Isaiah saw pardon. When the Seraphim came with the live coal in his hand taken from off the altar, He laid it upon Isaiah’s mouth and he said, “This hath touched thy lips, thine iniquity is taken away and thy sin is purged.” Only by the grace of God and the obedience of Christ and through the blood of the Son of God, iniquity is put away, sin is purged and sinners are forgiven.
Isaiah saw something special! That beats walking down an aisle and shaking a preacher’s hand and acting silly. That beats joining someone’s religious movement or someone’s church and swearing on a stack of Bibles that you are saved when you know that you aren’t.
When a man by divine revelation sees the Lord Jesus Christ as He is revealed in His Word, he sees Him in His glory, in His holiness, in His position, to which the Father hath placed Him, to which a man will see where the Father exalted Him and He is high and lifted up.
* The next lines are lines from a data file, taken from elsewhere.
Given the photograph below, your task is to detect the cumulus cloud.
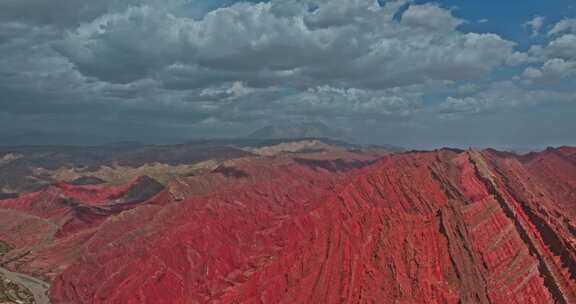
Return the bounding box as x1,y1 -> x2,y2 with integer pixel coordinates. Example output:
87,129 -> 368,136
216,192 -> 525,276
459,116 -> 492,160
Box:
522,58 -> 576,83
524,16 -> 546,36
548,19 -> 576,36
435,81 -> 576,116
57,0 -> 514,88
0,0 -> 575,146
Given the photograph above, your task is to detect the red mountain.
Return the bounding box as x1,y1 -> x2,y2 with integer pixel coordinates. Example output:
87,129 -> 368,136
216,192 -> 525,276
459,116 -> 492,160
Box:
0,147 -> 576,304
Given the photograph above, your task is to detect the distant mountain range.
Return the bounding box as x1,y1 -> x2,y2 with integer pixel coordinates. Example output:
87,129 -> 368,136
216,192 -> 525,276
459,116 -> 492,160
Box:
248,123 -> 350,141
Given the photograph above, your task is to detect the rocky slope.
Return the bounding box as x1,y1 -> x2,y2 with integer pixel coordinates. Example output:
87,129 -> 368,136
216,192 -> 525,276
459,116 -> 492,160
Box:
0,147 -> 576,303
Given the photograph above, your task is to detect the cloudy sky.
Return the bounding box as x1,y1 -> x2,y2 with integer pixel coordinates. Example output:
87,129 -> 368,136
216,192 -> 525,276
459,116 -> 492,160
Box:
0,0 -> 576,148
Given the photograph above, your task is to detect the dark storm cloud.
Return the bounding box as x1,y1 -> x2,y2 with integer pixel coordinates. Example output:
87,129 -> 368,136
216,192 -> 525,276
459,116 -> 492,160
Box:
0,0 -> 576,147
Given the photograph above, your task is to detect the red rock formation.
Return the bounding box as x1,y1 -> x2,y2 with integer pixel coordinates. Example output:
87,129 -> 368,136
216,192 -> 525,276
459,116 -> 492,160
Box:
0,147 -> 576,303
When a man sees himself in his sin and he is broken at the feet of God, he will cry like the publican; “God be merciful to me.” He cries like the Canaanite woman; “God be merciful to me.” He cries like Bartimaeus of old; “Lord, have mercy on me.” He will cry like the thief of old; “Lord, remember me.”
God sends a messenger with good news, with a live coal, right off the altar and touches the sinner’s mouth and he is made whole.
Isaiah saw something else; he saw human nature in its blindness, in its darkness; yes he did. God said, “Whom shall I send?” Isaiah had something to say; he had seen something. God said, “Whom shall I send; who will go for us?”
Isaiah said, “Here am I; send me.” God said, “Go and tell the people.” What shall I tell them? “Tell them all flesh is grass and behold your God.” What shall I tell them? When Isaiah saw His glory, he spoke about Christ. This is what John said; “When Isaiah saw His glory he spake of Christ.”
Tell them about Christ. Tell them about the glory of God. Tell them about the sinfulness of human nature. Tell them about the only Mediator, Jesus Christ. Tell them about the reigning High Priest. Tell them about the perfect sacrifice.
How will they respond? That is a good question isn’t it? God tells him; “They will hear you but they will not understand.” He said, “They will see but they will not comprehend; having eyes they see not, and ears they hear not. Having hearts, they do not understand.”
“Master, why do you speak to the people in parables?” He speaks to them in parables because “They have eyes and they do not see.” They do not want to see. They will not see.
“They have ears but they do not hear.” They stop up their ears and they will not listen. They say, “We have our traditions; we have our customs; we will not be changed.” They have hearts but they do not understand.
“Blessed are your eyes; they see and your ears, they hear.” The Lord can enable a man to both see and hear; did you know that? Only God can do it.
I pray that God will give you a vision of His glory. Don’t settle for anything less. This thing of salvation is not a mechanical religion; it is a revelation of Christ and the glory of God in Christ.